Early Saturday afternoon I stopped by Camp Kesem's reunion. Sadly most of the kids attended camp this year, which I did not. For those of you who have never heard about Camp Kesem, it is a week-long camp for children who have/had a parent with cancer. I was involved in Camp Kesem all four years at Northwestern and even spent my junior year as a co-chair. Upon arriving back at home I spent the rest of the day baking and preparing for the "Merry Barry Holiday Party" at my apartment. I made carmel corn and fudge and baked some chocolate chip pecan cookies. They all went over well! :) In addition to my goodies, Melissa made red velvet cupcakes, and there was plenty of holiday m&ms, Hershey kisses and rolos. Holiday spirits included "jingle juice," "peppermint patty" shots and "reindeer rum," which was apple cider spiked with rum. For the most part I had a good turn out by my friends, but there were a few that did not come, which made me sad. Here's a special thanks to Anique, Ashley, Marissa and Dominique! For the rest of you... You missed a good time. Once my computer is up and going I hope to have new pictures posted.

I slept in late on Sunday. Once I got up I wanted to go shopping downtown, but the cold weather and slight hangover was a deterrent. I watched the Bears game and laid around.

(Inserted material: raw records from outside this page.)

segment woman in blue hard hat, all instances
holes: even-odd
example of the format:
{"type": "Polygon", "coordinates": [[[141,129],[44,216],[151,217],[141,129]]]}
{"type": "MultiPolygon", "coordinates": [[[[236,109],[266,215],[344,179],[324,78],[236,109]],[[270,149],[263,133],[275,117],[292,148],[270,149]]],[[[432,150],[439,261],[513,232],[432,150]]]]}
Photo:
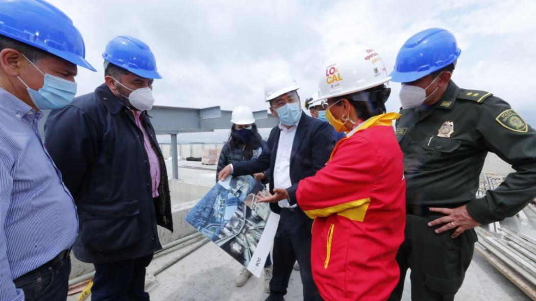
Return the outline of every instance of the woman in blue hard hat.
{"type": "Polygon", "coordinates": [[[72,101],[77,65],[95,71],[85,56],[63,12],[0,1],[0,300],[67,298],[78,220],[38,125],[42,110],[72,101]]]}
{"type": "MultiPolygon", "coordinates": [[[[231,116],[231,132],[229,140],[224,145],[216,170],[216,180],[218,176],[224,167],[252,157],[258,157],[264,152],[267,151],[267,145],[263,140],[257,130],[253,112],[247,107],[240,106],[233,110],[231,116]]],[[[270,170],[253,175],[254,177],[264,184],[268,183],[270,170]]],[[[243,287],[248,282],[251,273],[243,267],[236,277],[237,287],[243,287]]],[[[270,281],[272,279],[272,261],[269,254],[264,265],[264,290],[270,292],[270,281]]]]}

I went to the gym for little while and then made soup for the week (butternut tomato soup) and sweet potato cornbread to go with it. I like the soap; I LOVE the cornbread! :) The best part of my night last night was talking to Kathryn. Oh have I missed her! She makes me feel a little more normal about the way I am thinking and feeling. As I told her about the cooking and baking I've done this year, she suggested that I should offer lessons (as a way to make some money on the side). I would have never thought about it, but I might now... I keep thinking/hoping that there is a perfect job out there for me that I just have not discovered yet. This is big to announce in a public blog, but in talking to her, I realized why I have felt a little out of sorts lately: I am not completely confident, comfortable and happy with who I am/where I am at in life. So as of right now I am trying to figure that out- big goal! It's kind of a pre-New Years' resolution. She suggested that I try to write down things that I am grateful for everyday.

This morning I made the list on my way to work. I am grateful for:
1. being able to hear Christmas music (and dance to it in the morning when I wake up)
2. my apartment and the job I have to help me pay for it
3. my roommates, my friends and my family
4. technology that allows me to keep in touch with all of these people
5. the ability to read
6. food and the ability to eat it
7. public transportation: while it is not the most reliable, it gets me from place to place
8. sunshine

I felt so positive going into work this morning. I just wish it would have been a better day. Tomorrow's a new day. :) Now for a movie with my roommates.